Combustor tentou revidar com mais um soco, o escudo de energia protegeu nosso super-herói que em seguida tomou distância com suas asas e disparou uma grande rajada de energia em sua direção.
As lembranças do pai de Miguel foram se aglomerando em sua memória, saudades e raiva se misturaram dando a ele mais força que foi utilizada em seu ataque final, aumentou sua potência que se tornou o suficiente para vencer a batalha. Quando se aproximou de Combustor, ele se encontrava sem consciência no chão.
— Venceu? — A voz de Daniela surgiu no ouvido esquerdo de Miguel.
— Sim. — Suspirou. — Mas me sinto estranho, eu não concordo com o que ele fez, acho que essa vingança no final não resolveria nada, mas mesmo assim…
— Entende a sua motivação. — Sussurrou Daniela que também parecia compreender.

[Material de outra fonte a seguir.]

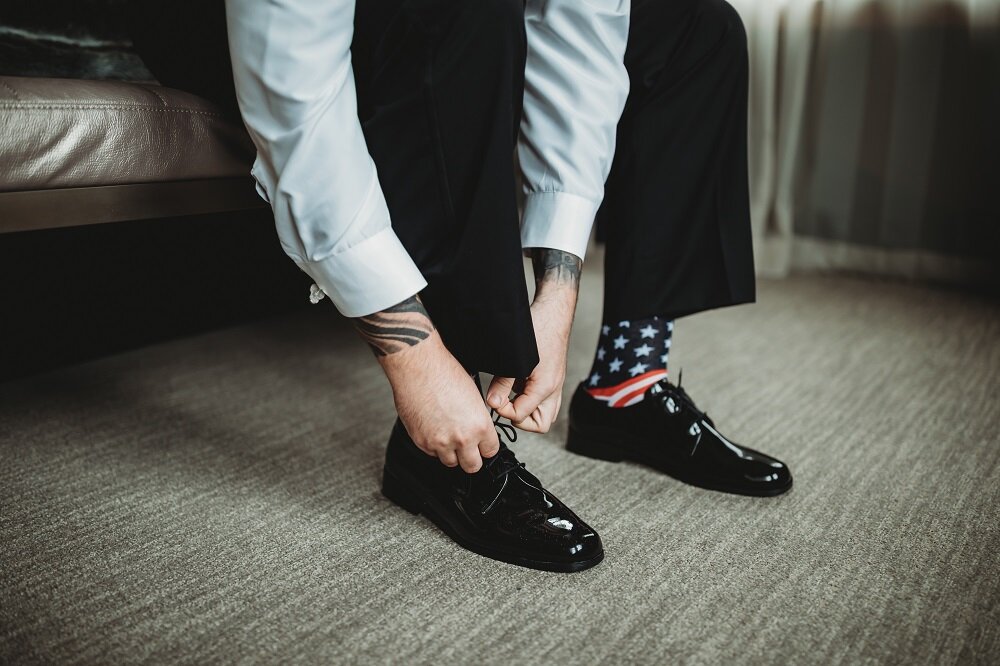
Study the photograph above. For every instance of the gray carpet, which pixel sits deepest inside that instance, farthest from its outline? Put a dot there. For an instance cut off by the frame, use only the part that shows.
(215, 499)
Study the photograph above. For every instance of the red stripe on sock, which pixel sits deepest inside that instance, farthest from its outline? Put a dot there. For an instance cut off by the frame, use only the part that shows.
(620, 402)
(608, 391)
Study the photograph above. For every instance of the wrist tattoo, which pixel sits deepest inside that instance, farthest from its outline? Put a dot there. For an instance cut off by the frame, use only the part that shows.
(556, 266)
(395, 328)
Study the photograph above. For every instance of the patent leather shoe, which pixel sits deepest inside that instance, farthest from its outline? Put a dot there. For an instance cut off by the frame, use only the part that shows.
(667, 431)
(502, 511)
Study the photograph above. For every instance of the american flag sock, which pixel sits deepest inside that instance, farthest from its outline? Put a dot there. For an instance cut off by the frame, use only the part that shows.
(631, 356)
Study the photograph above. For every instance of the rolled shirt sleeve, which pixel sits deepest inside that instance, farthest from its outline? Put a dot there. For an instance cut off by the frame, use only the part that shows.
(296, 91)
(575, 90)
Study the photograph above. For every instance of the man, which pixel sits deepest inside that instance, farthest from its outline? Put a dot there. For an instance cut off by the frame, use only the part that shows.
(385, 133)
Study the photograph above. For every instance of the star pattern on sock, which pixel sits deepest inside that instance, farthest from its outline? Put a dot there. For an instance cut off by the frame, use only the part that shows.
(631, 356)
(638, 369)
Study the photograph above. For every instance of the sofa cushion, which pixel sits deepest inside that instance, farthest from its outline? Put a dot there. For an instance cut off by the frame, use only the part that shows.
(60, 133)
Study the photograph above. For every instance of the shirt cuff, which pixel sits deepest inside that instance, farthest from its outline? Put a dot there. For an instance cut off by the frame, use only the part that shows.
(368, 277)
(558, 220)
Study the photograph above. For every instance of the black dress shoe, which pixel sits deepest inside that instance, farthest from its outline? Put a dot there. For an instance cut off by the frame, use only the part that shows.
(668, 432)
(501, 511)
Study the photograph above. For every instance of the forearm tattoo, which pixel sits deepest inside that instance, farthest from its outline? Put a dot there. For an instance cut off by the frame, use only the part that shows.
(396, 328)
(555, 266)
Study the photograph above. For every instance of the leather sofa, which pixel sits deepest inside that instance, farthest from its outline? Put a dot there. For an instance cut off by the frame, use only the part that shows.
(79, 152)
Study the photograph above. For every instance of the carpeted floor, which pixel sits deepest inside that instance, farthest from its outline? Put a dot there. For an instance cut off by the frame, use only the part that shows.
(215, 499)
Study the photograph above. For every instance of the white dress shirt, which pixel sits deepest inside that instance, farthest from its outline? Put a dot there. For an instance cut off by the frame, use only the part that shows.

— Sim. Eu entendo. — Ficou alguns segundos em silêncio, olhando para o corpo adormecido. — Vou leva-lo para a delegacia mais próxima, vão saber para onde o levar.
Anjo Noturno pegou Combustor em seu colo, logo levantou voo e desapareceu no céu escuro da madrugada. No caminho pensou em como aquela família estaria, pensou também no sonho com seu pai e no final entendia a conversa que deveria ter com sua mãe. Aquela era a hora certa.